The problem comes from the fact that most of these characters are not actually introduced to the audience. John and Laurie from the killer clown bit are not introduced using those names. They are Mr. and Mrs. Woodward, and the names John and Laurie are not used once in it. See, with the captions on, sometimes, if the speaker is not on the screen, it will list that character name in parentheses. That is how I discovered the names of most of these characters and actors. Yes, some people like Olga, Kyle, or the children from the first story are directly mentioned.
But Lydnsy is never called by her name, not once. How in the ever-loving hell did co-writers Hannah Craig, Ryan Byrne, and Danial O’Brien not realize that they never introduced their main character to the audience? That is such piss poor writing it boggles my mind. Yes, this lack of clarity extends all the way to the awkward dialogue and clunky exposition.
“…writing is so bad that the script literally forgets to introduce main characters properly and never explains specific plot threads.”

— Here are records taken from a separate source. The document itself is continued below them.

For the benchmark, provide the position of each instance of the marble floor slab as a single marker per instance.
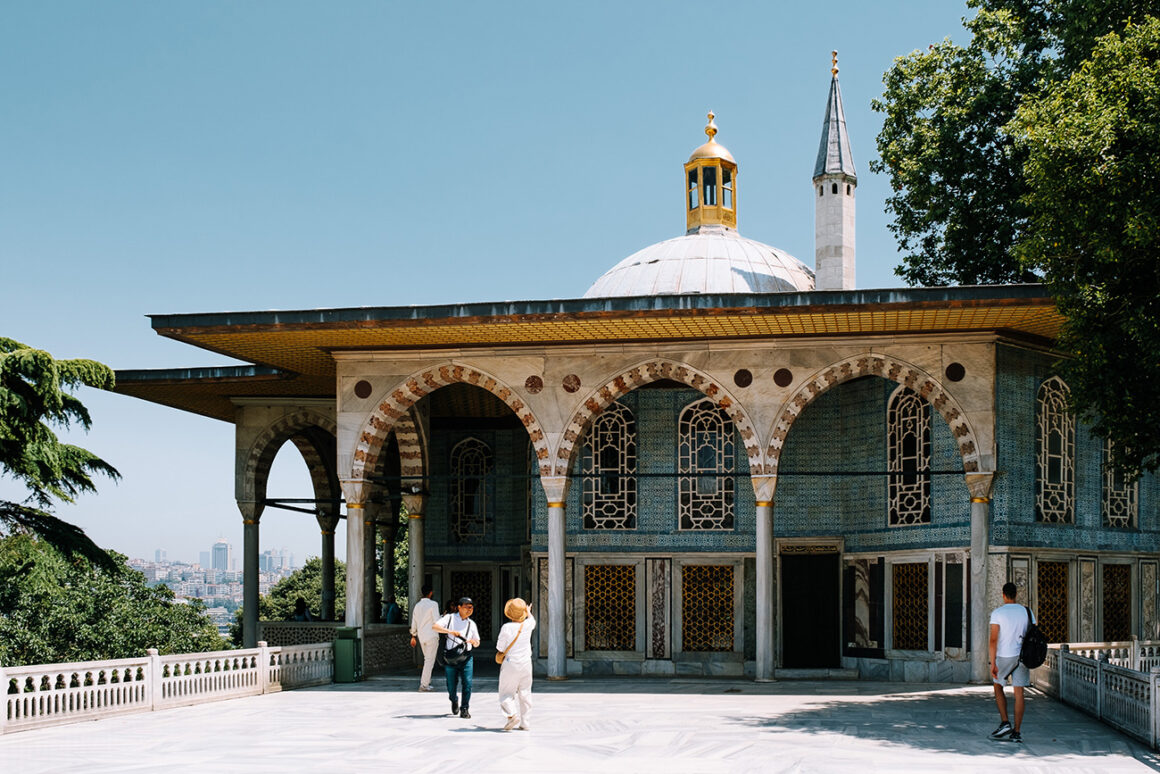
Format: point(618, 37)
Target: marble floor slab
point(606, 725)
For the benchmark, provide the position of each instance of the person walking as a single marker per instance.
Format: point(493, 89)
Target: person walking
point(461, 631)
point(422, 617)
point(514, 643)
point(1008, 624)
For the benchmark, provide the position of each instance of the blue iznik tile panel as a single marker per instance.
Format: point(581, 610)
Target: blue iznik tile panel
point(657, 412)
point(843, 433)
point(1020, 374)
point(507, 527)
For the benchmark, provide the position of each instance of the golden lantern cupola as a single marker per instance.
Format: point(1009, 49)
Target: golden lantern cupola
point(710, 185)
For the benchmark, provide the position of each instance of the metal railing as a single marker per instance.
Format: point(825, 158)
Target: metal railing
point(55, 694)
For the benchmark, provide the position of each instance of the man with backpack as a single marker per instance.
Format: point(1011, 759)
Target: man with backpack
point(1008, 623)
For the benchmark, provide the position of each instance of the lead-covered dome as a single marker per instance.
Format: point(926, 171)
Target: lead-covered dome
point(711, 260)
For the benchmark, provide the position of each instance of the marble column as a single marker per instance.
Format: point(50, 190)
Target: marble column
point(556, 487)
point(251, 514)
point(979, 485)
point(766, 607)
point(417, 569)
point(327, 522)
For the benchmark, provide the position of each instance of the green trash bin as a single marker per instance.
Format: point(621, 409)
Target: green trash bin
point(347, 655)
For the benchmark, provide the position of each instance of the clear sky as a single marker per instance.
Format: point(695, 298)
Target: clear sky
point(219, 156)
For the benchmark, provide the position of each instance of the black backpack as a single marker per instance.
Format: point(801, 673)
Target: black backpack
point(1034, 651)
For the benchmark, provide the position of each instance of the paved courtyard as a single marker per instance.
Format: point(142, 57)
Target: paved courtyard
point(623, 724)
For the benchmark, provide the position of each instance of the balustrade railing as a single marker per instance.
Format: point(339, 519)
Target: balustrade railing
point(53, 694)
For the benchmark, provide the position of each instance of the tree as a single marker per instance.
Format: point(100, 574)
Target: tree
point(958, 205)
point(1093, 194)
point(58, 608)
point(33, 399)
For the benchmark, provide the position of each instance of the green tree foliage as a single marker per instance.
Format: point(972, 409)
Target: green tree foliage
point(958, 204)
point(55, 608)
point(34, 400)
point(1090, 144)
point(305, 581)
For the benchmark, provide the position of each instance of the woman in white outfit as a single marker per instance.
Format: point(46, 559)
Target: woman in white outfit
point(515, 670)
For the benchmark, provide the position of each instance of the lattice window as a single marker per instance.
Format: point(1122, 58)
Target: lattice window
point(1119, 498)
point(1117, 602)
point(908, 440)
point(1051, 587)
point(471, 501)
point(707, 607)
point(609, 467)
point(610, 607)
point(705, 465)
point(1055, 455)
point(911, 608)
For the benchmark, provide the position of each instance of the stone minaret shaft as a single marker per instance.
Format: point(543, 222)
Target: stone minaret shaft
point(834, 186)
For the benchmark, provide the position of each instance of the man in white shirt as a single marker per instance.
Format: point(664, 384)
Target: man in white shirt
point(1008, 624)
point(422, 617)
point(459, 629)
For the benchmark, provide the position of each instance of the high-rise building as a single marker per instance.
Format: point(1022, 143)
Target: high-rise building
point(223, 555)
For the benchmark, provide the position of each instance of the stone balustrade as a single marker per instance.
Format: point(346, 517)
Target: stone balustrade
point(55, 694)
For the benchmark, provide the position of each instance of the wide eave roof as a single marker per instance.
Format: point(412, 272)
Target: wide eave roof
point(291, 351)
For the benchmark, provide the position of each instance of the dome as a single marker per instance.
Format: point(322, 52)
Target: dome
point(710, 260)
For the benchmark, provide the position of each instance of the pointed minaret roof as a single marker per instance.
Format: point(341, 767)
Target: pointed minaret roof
point(834, 154)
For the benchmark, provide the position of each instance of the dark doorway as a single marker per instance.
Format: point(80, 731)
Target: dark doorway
point(811, 609)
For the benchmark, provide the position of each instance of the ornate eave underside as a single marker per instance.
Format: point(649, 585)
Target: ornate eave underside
point(294, 349)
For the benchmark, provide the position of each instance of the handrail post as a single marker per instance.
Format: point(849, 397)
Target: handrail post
point(154, 678)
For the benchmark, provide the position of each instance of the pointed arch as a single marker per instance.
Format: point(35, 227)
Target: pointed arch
point(653, 370)
point(393, 407)
point(908, 375)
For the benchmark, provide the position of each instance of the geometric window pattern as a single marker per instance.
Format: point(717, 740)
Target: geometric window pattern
point(609, 465)
point(1055, 470)
point(707, 608)
point(610, 607)
point(705, 468)
point(910, 614)
point(1117, 602)
point(1119, 498)
point(1051, 613)
point(908, 440)
point(471, 464)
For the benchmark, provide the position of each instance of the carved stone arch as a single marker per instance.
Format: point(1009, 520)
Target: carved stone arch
point(393, 407)
point(887, 368)
point(313, 434)
point(653, 370)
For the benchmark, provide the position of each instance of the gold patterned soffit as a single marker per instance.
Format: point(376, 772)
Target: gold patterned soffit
point(305, 347)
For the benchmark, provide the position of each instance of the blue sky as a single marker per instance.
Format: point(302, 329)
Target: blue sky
point(195, 157)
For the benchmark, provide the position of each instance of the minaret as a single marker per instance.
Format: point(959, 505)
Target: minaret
point(834, 183)
point(710, 185)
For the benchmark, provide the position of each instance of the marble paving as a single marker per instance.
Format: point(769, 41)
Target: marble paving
point(615, 724)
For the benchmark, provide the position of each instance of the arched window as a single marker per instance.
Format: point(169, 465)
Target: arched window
point(1121, 499)
point(471, 501)
point(705, 450)
point(908, 453)
point(609, 467)
point(1055, 470)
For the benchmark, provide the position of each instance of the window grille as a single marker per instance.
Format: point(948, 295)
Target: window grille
point(910, 612)
point(908, 440)
point(610, 607)
point(471, 505)
point(707, 608)
point(1055, 455)
point(1119, 498)
point(609, 467)
point(1051, 609)
point(705, 465)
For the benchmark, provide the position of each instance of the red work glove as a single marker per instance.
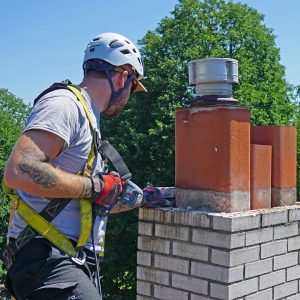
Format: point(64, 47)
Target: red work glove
point(106, 188)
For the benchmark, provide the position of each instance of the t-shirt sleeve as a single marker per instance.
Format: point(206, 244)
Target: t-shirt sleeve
point(55, 114)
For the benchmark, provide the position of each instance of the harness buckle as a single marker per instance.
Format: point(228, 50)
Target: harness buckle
point(79, 258)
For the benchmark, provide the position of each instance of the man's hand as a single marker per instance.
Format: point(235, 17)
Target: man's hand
point(106, 188)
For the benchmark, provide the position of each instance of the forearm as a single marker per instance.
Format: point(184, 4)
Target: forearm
point(120, 208)
point(31, 172)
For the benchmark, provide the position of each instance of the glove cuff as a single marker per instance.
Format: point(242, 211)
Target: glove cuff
point(97, 187)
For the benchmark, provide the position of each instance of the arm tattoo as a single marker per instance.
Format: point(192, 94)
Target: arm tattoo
point(87, 189)
point(34, 163)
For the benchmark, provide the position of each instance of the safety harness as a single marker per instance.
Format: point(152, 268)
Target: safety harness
point(40, 223)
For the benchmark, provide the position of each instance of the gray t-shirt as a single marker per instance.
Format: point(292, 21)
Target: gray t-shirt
point(60, 112)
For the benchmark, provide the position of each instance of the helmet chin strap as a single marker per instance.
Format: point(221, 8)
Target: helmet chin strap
point(115, 94)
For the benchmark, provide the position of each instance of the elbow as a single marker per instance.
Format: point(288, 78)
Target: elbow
point(10, 178)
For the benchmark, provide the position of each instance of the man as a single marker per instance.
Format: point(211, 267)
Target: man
point(47, 164)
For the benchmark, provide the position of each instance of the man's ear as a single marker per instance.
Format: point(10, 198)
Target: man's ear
point(122, 78)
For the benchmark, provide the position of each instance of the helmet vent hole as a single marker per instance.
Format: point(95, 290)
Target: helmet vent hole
point(125, 51)
point(115, 44)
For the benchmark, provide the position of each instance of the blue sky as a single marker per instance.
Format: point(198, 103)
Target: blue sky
point(43, 41)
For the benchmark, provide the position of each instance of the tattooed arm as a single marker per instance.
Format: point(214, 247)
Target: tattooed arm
point(29, 168)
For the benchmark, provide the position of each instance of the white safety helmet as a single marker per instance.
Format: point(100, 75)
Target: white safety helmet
point(117, 50)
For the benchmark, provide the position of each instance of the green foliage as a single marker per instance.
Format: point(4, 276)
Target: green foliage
point(13, 113)
point(144, 132)
point(118, 270)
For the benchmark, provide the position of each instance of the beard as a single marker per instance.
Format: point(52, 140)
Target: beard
point(118, 105)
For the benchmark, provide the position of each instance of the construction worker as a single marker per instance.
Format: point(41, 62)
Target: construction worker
point(53, 161)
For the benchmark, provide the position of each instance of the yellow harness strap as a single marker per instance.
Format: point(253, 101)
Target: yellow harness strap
point(45, 228)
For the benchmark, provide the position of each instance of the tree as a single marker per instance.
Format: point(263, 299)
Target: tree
point(13, 114)
point(144, 132)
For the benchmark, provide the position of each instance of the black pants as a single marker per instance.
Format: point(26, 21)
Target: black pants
point(43, 272)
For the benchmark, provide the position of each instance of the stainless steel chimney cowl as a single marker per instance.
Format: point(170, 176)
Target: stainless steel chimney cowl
point(213, 76)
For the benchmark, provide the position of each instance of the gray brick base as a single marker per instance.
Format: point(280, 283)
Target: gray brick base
point(194, 255)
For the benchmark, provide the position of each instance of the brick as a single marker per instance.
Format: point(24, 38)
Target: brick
point(293, 273)
point(271, 279)
point(235, 257)
point(198, 297)
point(259, 236)
point(156, 215)
point(196, 219)
point(195, 141)
point(189, 283)
point(166, 293)
point(171, 263)
point(294, 213)
point(234, 222)
point(145, 228)
point(234, 291)
point(283, 142)
point(168, 192)
point(284, 261)
point(190, 251)
point(140, 297)
point(285, 289)
point(294, 243)
point(143, 288)
point(218, 239)
point(263, 295)
point(153, 244)
point(216, 273)
point(258, 267)
point(274, 216)
point(172, 232)
point(163, 216)
point(273, 248)
point(146, 214)
point(144, 258)
point(285, 231)
point(294, 297)
point(147, 274)
point(260, 176)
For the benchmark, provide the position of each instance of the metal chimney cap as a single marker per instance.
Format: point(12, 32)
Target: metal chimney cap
point(213, 76)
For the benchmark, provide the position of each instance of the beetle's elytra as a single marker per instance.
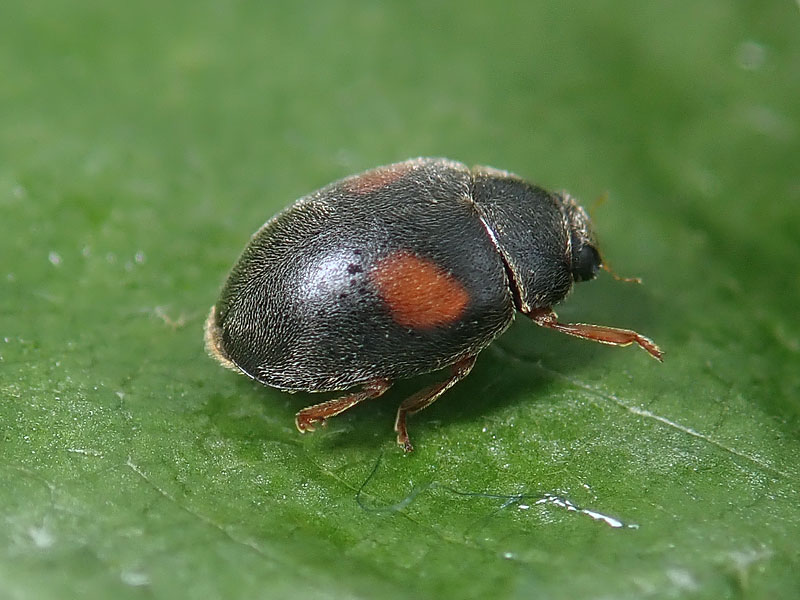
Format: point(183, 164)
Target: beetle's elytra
point(399, 271)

For this reason, I don’t have the names of the people in the last story of Grim Woods. Even jumping through like I was, given the number of folks in this segment, I still could not accurately tell who was who with 100% certainty. As such, I don’t have them listed, and I apologize.
Now, this anecdote is the most ambitious of all the stories here, including the wraparound. It wants to be a slow burn that slowly ramps up the crazy until the audience is entirely unnerved. Due to poor editing, bad sound design, and flat characterization, it fails at this goal. The ambient noises of the woods are far too loud to allow tension to be built, and the characters are so dumb the viewer does not care if they live or die.
Then the conclusion of the wraparound happens. There’s a nifty idea at play here, with the tales from the book taking on an almost meta-angle. But it is not given enough room to breathe, so scares are scarce to come by. This leaves all watching bored, just as they were with all the other segments.
Even allowing the leeway of being a small, independent horror production, Grim Woods falls short on every level. The best performance in the film is not much better than a nervous eight-grader delivering a monologue during the school play. The writing is so bad that the script literally forgets to introduce main characters properly and never explains specific plot threads. The direction, from Byrne and O’Brien, is filled with poor framing and clumsy edits, the sole exception being the first two minutes of the second story. Avoid this at all costs and watch the vastly superior Southbound instead.
"…How in the ever-loving hell did the writers...not realize that they never introduced their main character to the audience?"